US officials grappling with an influx of immigrants said Friday they are considering closing ports of entry linking the US and Mexico following a tweet from President Trump threatening to shut down the entire southern border, or large sections of it, if Mexico doesn’t “immediately stop all illegal immigration.”
Secretary of Homeland Security Kirstjen Nielsen told reporters on a conference call that the agency has already pulled officers from official border crossings to help contend with the surge of immigrants, a move that could lead to closures.
“It’s on the table,” Nielsen said. “I will make a recommendation accordingly to the president.”
Nielsen said the US hopes that working with Mexico to stem the flow of Central American immigrants making the journey to the US and reallocating resources between the ports of entry will reduce the number of people they’re seeing at the border.
“What the president is making clear is with these numbers if we have to close ports to take care of all the numbers who are coming we will do that,” Nielsen said. “We are at a breaking point.”
At Trump’s Mar-a-Lago resort in Florida, the president reiterated his threat to close the border.
“If they don’t stop them, we’re closing the border,” Trump said Friday. “We’ll close it. And we’ll keep it closed for a long time. I’m not playing games. Mexico has to stop it.”
“There’s a very good likelihood” it will happen next week, he later added.
This month, agents are projected to apprehend more than 50,000 families across the southern border — the highest total on record since the US began tracking the statistic in 2012.
Earlier this week, US Customs and Border Protection Commissioner Kevin McAleenan said the situation had forced the reassignment of 750 officers from nearby ports to the border with Mexico. The agents, he said, are needed to handle the projected record number of immigrant families apprehended this month.
Border Patrol has also temporarily closed highway checkpoints in its El Paso sector to deal with the increasing number of unaccompanied children and immigrant families.
In February, more than 76,000 immigrants crossed the US–Mexico border without authorization, more than 36,000 of which were families, a trend CBP officials have said has grown substantially in recent months and has stretched the system’s capacity. That number includes people who entered the US through an official border crossing without proper documentation and those who entered in between ports of entry.
The number of people who entered the US illegally or in between official border crossings was 66,450 last month. While CBP is seeing a record number of families arrive at the border, overall arrests are not at historic highs. Annual arrests along the nearly 2,000-mile southwest border are nowhere close to the peak of more than 1.6 million in the year 2000.
In one of his tweets Friday, Trump said the US loses “so much money with them, especially when you add in drug trafficking,” that closing the border would be a “good thing.”

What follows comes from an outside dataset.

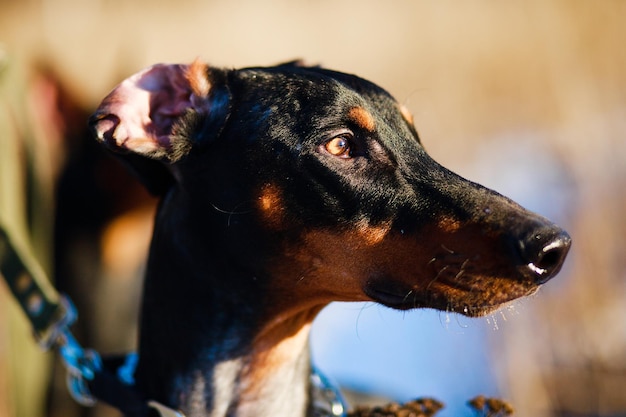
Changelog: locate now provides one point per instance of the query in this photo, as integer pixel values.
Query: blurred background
(528, 98)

Experts warn that shutting down the southern border, even just sections, would have a negative impact on the US economy. When border authorities closed the port of entry Nov. 25 between San Diego and Tijuana, Mexico, for several hours after a clash between Central American immigrants and Border Patrol agents, the San Ysidro Chamber of Commerce estimated that local businesses lost $5.3 million.
“Closing the border would be an economic disaster for the United States. There is more than a billion dollars in trade that crosses the border every day, trade which supports five million jobs in the United States according to a Wilson Center study,” said Christopher Wilson, deputy director of the Wilson Center’s Mexico Institute.
“Shutting this down from one day to the next would force many factories across the United States to stop their assembly lines within days, cause produce to rot, and generally throw the economies of both the United States and Mexico into turmoil.”
Theresa Brown, a former CBP adviser who now heads immigration policy at the Bipartisan Policy Center, said the impact on closures would depend on which ports would be closed and for how long.
“To those communities, they are lifelines,” she said of ports of entry in border regions. “They are essential, it would wreck the local communities depending on how long it is. People are working on one side and living on the other, there’s business, banking as well as imports and exports.”
Aaron Reichlin-Melnick, a policy analyst at the American Immigration Council put the blame for the issues at the border on DHS, which he said had received billions of dollars for fencing and hundreds of millions for humanitarian processing.
“Rather than shoving children under a bridge, DHS should work with communities and organizations across the country to ensure that families get the support they need,” he said.